You mentioned cloning your drive. Did you need to:
Reinstall the OS?
Reinstall Bitcoin-Qt?
Do you have an older backup of your wallet file?
Have you made any other recent changes (other than the HD upgrade) to your PC?
Does your passphrase contain any non-ASCII characters (any characters not in this table:
http://en.wikipedia.org/wiki/ASCII#ASCII_printable_code_chart)?
If the answer is no to all of those questions, I'd probably try dumping your wallet file with pywallet which might provide some clues.
You can download it from here:
https://github.com/jackjack-jj/pywallet/archive/master.zip If you're on Windows, you'll also need Python 2.7 from here:
https://www.python.org/download/ (you don't need any other libraries, despite what the README for pywallet says)

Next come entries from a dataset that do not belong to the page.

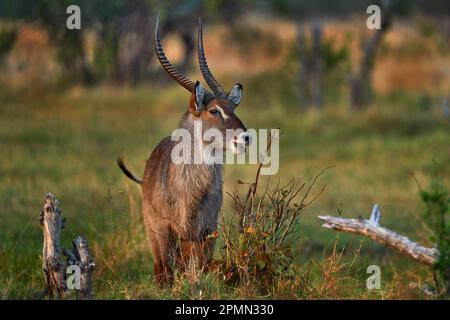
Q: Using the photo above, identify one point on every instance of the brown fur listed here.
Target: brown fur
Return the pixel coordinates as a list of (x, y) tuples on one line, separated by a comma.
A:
[(182, 202)]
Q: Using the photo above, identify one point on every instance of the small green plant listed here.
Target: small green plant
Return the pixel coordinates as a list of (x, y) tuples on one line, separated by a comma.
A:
[(257, 254), (436, 215)]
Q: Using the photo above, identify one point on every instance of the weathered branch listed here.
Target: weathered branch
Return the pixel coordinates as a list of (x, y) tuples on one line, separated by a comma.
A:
[(384, 236), (53, 264)]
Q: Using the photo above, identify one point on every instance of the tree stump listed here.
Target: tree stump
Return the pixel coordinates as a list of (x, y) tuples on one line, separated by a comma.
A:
[(61, 265)]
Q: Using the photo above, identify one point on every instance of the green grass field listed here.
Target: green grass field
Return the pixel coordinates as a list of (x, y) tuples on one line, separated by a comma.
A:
[(67, 143)]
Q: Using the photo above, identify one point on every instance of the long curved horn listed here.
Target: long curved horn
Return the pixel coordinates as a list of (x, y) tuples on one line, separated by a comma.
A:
[(212, 82), (170, 69)]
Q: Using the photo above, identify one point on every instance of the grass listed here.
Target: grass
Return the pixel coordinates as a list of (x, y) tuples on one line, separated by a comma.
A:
[(67, 143)]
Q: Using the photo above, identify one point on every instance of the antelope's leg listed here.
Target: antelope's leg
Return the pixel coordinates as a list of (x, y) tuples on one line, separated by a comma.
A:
[(199, 251), (162, 246)]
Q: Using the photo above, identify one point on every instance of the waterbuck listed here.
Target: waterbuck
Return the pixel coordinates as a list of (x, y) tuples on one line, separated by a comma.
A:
[(181, 202)]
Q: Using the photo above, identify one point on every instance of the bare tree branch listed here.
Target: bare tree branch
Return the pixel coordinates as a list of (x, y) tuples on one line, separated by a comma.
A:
[(384, 236)]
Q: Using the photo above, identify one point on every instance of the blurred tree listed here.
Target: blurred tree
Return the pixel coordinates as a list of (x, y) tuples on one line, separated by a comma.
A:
[(360, 82)]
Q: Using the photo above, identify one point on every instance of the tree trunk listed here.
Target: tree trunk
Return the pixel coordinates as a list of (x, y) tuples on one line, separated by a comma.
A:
[(53, 264)]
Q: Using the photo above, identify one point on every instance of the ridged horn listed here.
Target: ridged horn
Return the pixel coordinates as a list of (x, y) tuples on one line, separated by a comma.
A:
[(170, 69), (210, 80)]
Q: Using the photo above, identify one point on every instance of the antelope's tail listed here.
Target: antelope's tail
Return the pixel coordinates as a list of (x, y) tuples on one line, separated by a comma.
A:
[(127, 172)]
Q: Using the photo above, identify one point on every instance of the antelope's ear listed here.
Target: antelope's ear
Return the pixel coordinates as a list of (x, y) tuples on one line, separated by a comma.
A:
[(196, 104), (235, 94)]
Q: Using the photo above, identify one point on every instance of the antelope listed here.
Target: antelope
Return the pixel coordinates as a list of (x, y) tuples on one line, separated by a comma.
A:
[(181, 202)]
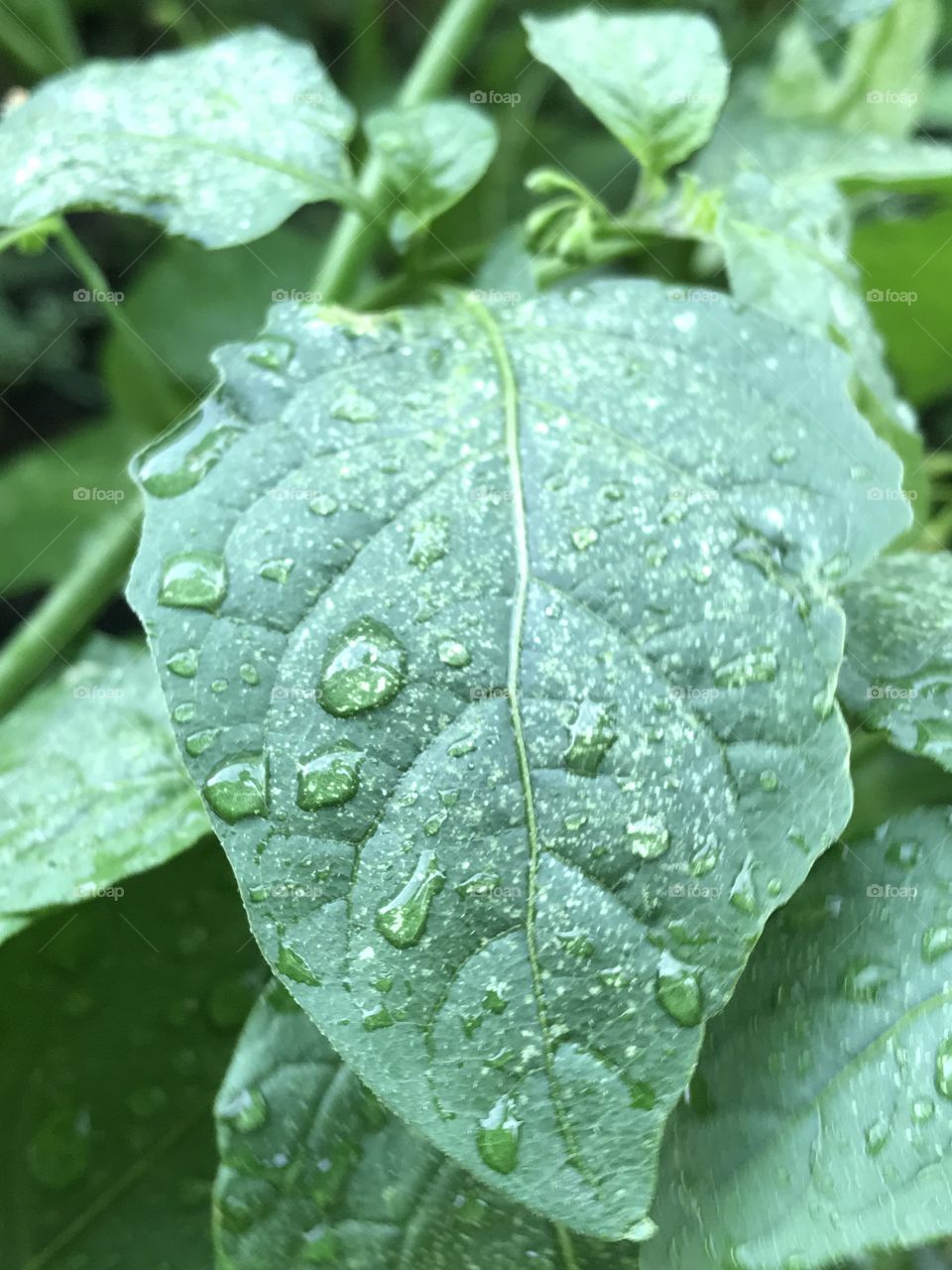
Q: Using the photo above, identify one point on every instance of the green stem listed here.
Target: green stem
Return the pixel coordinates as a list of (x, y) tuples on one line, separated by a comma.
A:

Next run it from the command line, something along these lines* (after you unzip the pywallet-master.zip file somewhere):
C:\python27\python C:\Downloads\pywallet-master\pywallet.py --dumpwallet --passphrase="the passphrase" > wallet-dumped.txt
If any of the private or public keys in your wallet file are corrupted, Bitcoin-Qt will complain about a bad password, but pywallet only checks the first key it finds. In the dump file, check for a message that says "The wallet is encrypted and the passphrase is correct" or "is incorrect". If correct, you probably have a single corrupted key which could be found and removed. If incorrect, then it could be your master key that's corrupted, or the password actually has changed, which might not be repairable....
* If you're paranoid like me, the output file should be something like " > e:\wallet-dumped.txt" where e: is a disposable thumb drive which you can later destroy. One thing about SSDs is that there's usually no good way to securely delete a file from them, and the dump file will contain all your
unencrypted keys... if you have a hard disk drive, you could use Microsoft's SDelete (Google for it...).